Apologies, I should have been more specific. The inputs start out as a paired collection, the aligner combines into a single bam, and then I would like to run 2 variant callers and combine the output vcf
Something like this…

This doesn’t seem to work on a collection. What am I doing wrong :slight_smile: ?
Cheers,
Mat

Looks like you don’t have two VCF files but two collections of VCF files (ribbons as inputs). Do you want to merge the collections element wise, creating a new collection of combined VCFs?

1 Like

yep :slight_smile:

1 Like

Ideally you could do with collections what @jxtx showed for regular datasets (two or more datasets going into an input that accepts multiple datasets). It does become ambiguous if you try to do this with collections (should the input collections be fully consumed and you get a single output dataset, or treated element-wise and you get a single output collection back). If element-wise, should we iterate over the top level collection or the lowest level collection ?)

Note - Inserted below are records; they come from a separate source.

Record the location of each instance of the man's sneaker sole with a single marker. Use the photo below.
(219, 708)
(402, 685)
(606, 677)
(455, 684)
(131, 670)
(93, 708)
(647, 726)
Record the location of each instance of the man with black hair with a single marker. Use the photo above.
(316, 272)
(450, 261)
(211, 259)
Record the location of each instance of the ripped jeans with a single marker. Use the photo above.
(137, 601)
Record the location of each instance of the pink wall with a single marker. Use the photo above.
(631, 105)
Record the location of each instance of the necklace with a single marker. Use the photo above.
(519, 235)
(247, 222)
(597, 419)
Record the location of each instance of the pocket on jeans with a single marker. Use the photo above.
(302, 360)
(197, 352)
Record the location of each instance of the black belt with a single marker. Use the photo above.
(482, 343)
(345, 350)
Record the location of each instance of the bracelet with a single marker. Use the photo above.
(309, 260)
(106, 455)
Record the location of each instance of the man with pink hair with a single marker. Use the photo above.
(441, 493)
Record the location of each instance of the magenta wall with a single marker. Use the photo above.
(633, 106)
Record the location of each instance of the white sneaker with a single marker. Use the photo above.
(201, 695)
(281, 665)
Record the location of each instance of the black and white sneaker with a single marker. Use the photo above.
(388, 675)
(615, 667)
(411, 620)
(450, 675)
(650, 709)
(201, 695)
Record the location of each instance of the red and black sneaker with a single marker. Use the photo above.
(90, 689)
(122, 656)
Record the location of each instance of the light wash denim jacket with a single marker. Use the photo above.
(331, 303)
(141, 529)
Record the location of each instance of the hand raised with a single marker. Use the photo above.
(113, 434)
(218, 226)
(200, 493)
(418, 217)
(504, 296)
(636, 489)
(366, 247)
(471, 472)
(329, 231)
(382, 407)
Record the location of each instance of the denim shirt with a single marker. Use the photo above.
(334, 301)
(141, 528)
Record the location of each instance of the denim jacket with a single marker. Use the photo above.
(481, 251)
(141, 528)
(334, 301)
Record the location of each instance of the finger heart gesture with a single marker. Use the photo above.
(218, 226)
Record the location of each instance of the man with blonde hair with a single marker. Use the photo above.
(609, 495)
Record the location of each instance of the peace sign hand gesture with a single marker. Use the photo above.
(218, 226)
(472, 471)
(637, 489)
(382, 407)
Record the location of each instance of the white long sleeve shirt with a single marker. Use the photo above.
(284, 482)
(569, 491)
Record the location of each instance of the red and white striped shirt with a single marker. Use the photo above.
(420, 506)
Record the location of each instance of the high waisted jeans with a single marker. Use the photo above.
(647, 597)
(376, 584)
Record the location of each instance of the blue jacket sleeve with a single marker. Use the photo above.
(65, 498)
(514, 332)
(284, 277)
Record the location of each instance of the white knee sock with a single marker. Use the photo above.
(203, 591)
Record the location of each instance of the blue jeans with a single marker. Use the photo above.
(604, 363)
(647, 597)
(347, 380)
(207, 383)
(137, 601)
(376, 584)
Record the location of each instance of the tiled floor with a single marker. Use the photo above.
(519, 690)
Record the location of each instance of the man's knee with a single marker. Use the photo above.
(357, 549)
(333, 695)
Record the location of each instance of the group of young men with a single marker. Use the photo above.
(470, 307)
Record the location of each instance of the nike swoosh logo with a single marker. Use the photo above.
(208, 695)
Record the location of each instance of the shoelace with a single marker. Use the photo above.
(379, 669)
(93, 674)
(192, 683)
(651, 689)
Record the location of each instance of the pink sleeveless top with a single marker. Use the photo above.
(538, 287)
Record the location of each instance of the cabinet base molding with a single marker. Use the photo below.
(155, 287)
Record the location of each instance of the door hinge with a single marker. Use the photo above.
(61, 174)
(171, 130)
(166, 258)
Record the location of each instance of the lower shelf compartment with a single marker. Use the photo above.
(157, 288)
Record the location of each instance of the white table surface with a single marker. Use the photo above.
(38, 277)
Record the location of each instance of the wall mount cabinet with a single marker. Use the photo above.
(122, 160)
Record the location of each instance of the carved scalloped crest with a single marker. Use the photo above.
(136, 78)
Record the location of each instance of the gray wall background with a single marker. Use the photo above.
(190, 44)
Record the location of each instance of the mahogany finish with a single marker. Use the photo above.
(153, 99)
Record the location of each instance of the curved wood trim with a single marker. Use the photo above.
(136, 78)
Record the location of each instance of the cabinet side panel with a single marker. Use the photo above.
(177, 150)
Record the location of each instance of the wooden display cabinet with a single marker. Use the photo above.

There is one trick that should work now. You can use the Zip Collection tool, which will create a list of pairs from your two VCF collections. You can then use the Apply Rule to Collection tool where you can take this list of pairs collection as input, click edit in the tool form, and then click Rules -> Add / Modify Column Definitions. Click on Add Definition -> List Identifier and select column A, then click on Assign another column and select column B. Click on Apply, Save and run the tool. You’ll get a list of lists, where the inner list contains 2 elements, one for each variant caller. You can use this list in bcftools concat to get a single collection of combined VCFs.

Unfortunately the user interface in the workflow editor doesn’t let you do this at the moment, but you can extract this operation from the history. I’ve done this here: https://usegalaxy.org/u/marius/w/workflow-constructed-from-history-test-1.
Hope that helps!

2 Likes

I actually do this a bit differently than what @mvdbeek suggested.
Use the Merge Collections tool to merge all of your collections into one big one, but set the
‘How should conflicts (or potential conflicts) be handled?’ advanced option to ‘Append suffix to every element identifer’ and the default suffix ‘_#’. Then send that into the Apply Rules tool with the following rule:

{
    "rules": [
        {
            "type": "add_column_metadata",
            "value": "identifier0"
        },
        {
            "type": "add_column_regex",
            "target_column": 0,
            "expression": "\\d+$"
        }
    ],
    "mapping": [
        {
            "type": "list_identifiers",
            "columns": [
                1,
                0
            ],
            "editing": false
        }
    ]
}

The benefit of this method is it works with any amount of input collections. You can then use the Relabel Collection tool to change the identifiers from numbers if need be.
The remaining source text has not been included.